Şayet bir ekonomide fiyatlardaki artış son üç hesap döneminde yüzde 100’den fazlaysa, hatta o hesap döneminde yüzde 10’un üzerindeyse enflasyon muhasebesinin devreye girmesi gerekir.

Girmezse ne olur? Şirketlerinizde hem sermaye erimesine neden olursunuz; hem fiktif, gerçek olmayan kazançlar ortaya çıkar; hem de haksız yere vergilendirmenin yolunu açarsınız. Şimdi meseleyi buradan okuyalım.

Ülkede son açıklanan enflasyon verisi ne? Tüketicide yüzde 43,6, üreticide de yüzde 52,1... Bu şartlar altında enflasyon muhasebesi devreye girer mi? Girmez... Peki reel sektör ısrarla enflasyon muhasebesi talebiyle ortaya çıkıyorsa bu ne anlama gelir?

Enflasyonla ilgili rakamlarınızın gerçeği yansıtmadığının kanıtıdır. Vatandaş zaten günlük hayatında bunu iliklerine kadar yaşıyor. Gerçek olmayan bir enflasyonla zam alıp, bunun en az üç katı bir değerle yaşamaya çalışıyor. Doğal olarak da borç batağına daha fazla saplanıyor.

Peki üreticinin ve tüccarın bunu dile getirmesi tüketicinin durumundan farklı olmadığını ortaya koymuyor mu? Enflasyon muhasebesi talebi, ülkede açıklandığı gibi yüzde 52’lerde bir ÜFE değil, en az yüzde 100 bir enflasyon yıpranması olduğunun kibarca anlatımı değil mi?

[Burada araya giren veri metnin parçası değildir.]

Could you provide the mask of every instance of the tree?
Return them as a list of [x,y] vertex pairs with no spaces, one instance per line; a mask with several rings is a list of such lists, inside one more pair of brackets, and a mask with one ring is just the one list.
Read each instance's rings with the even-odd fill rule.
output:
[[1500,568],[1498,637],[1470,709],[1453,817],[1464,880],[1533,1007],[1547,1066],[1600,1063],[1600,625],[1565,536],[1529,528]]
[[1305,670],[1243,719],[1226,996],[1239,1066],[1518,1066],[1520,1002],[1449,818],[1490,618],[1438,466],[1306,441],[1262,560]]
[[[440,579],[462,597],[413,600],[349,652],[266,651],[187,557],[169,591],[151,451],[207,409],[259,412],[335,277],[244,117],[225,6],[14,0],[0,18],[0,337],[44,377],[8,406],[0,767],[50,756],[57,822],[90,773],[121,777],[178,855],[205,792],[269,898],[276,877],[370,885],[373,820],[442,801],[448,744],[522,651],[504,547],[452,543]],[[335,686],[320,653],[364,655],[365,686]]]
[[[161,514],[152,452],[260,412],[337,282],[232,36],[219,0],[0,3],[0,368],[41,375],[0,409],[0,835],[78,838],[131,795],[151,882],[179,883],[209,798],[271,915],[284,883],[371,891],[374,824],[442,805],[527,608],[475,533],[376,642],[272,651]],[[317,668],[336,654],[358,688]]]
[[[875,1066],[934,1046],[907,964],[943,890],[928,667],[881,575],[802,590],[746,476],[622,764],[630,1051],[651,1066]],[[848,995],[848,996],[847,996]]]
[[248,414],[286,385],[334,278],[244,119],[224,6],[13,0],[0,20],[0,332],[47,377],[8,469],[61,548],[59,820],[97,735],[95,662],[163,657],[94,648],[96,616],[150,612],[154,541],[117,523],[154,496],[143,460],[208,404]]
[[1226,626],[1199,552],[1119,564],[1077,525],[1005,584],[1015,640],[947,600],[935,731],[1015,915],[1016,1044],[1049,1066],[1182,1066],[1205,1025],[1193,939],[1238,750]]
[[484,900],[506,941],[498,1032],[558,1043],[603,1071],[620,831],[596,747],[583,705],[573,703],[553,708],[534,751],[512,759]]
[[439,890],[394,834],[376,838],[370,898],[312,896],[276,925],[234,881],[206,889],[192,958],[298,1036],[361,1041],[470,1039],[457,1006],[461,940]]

Gerçek olmayan bilançolarla, kazanılmayan paraların vergisini almak, sonra bankalara dönüp, neden kredi verilmediğini sorgulamak etik bir davranış mı? Bu aynı zamanda şirketlerinizi rekabet edemez hale dönüştürmekten, sermayelerinden kamuya transfer yapmalarını istemek anlamına gelmiyor mu?

Söylemler bir yana, eylemler aslında sizin üretim ekonomisine inanıp inanmadığınızın kanıtıdır. Şu fotoğraf, elinde parası olup, Kur Korumalı Mevduat’a yatırım yapan rantiyenin desteklendiğini, ama üreten, ticaret yapan insanların, tıpkı hizmet verdikleri tüketici gibi göz ardı edildiğini bize anlatmıyor mu?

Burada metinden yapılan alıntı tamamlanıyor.